6

I have XHTML file which starts with:

<html xmlns="http://www.w3.org/1999/xhtml">

I load it:

XmlDocument xml = new XmlDocument();
StringReader sr = new StringReader(html);
XmlTextReader xmltr = new XmlTextReader(sr);
xmltr.Namespaces = false;
xml.Load(xmltr);

When I call xml.InnerXml I always got The 'xmlns' attribute is bound to the reserved namespace 'http://www.w3.org/2000/xmlns/'. exception and can't access inner xml of my XmlDocument.
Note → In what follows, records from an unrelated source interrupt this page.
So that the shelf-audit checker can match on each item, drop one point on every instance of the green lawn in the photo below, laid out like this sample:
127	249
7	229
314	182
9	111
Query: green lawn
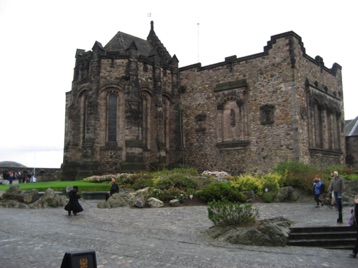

How to get rid of xmlns during load?

SOLUTION IS:

XmlNode xmln = xml.SelectSingleNode("//html");
if (xmln != null)
    ((XmlElement)xmln).RemoveAttribute("xmlns");
pnuts
  • 58,317
  • 11
  • 87
  • 139
Denis
  • 3,653
  • 4
  • 30
  • 43
  • Your XHTML declaration talks about `http://www.w3.org/1999/xhtml` but the error you've described talks about `http://www.w3.org/2000/xmlns` - are you sure they're both correct? – Jon Skeet Jan 27 '12 at 11:24
  • Yes, my third-party XHTML has 1999 and exception says 2000. – Denis Jan 27 '12 at 11:34
  • The more important bit is the "xhtml" vs "xmlns" bit... – Jon Skeet Jan 27 '12 at 11:36
  • Yes, and it does not work. You will always get exception when you try to touch this node in any way. But everything is okay for all other nodes. You still can get any inner node through XPath (as I do). How to fix it? – Denis Jan 27 '12 at 12:58
  • Okay, I've just reproduced the problem - and it goes away if you get rid of the "Namespaces = false" line. Why are you doing that? – Jon Skeet Jan 27 '12 at 13:17
  • I do not remember. But xml.SelectSingleNode("//title") does not work without that, currently I'm looking onto it. I appreciate your help if you know solution. – Denis Jan 27 '12 at 13:38
  • Well yes, you'd need to change your XPath to take account of namespaces... or use something else. Personally I prefer using LINQ to XML for XML work... are you able to use that instead? – Jon Skeet Jan 27 '12 at 13:43
  • I have pretty big amount of working code already, and XmlDocument fits my needs. I use SelectSingleNode to process some deep nodes. Currently I'm searching why XPath stopped to work. Still not found answer. – Denis Jan 27 '12 at 13:57
  • Well "//title" looks for a title element without a namespace. You need to search *with* namespaces - see http://stackoverflow.com/questions/561822/xpath-on-an-xml-document-with-namespace for example. – Jon Skeet Jan 27 '12 at 14:00
  • `XmlNode xmln = xml.SelectSingleNode("//html"); if (xmln != null) ((XmlElement)xmln).RemoveAttribute("xmlns");` did the trick. Thank you Jon. – Denis Jan 27 '12 at 14:46

1 Answers1

6

At a guess, the page that you are trying to parse has recently changed to XHTML, hence the namespaces?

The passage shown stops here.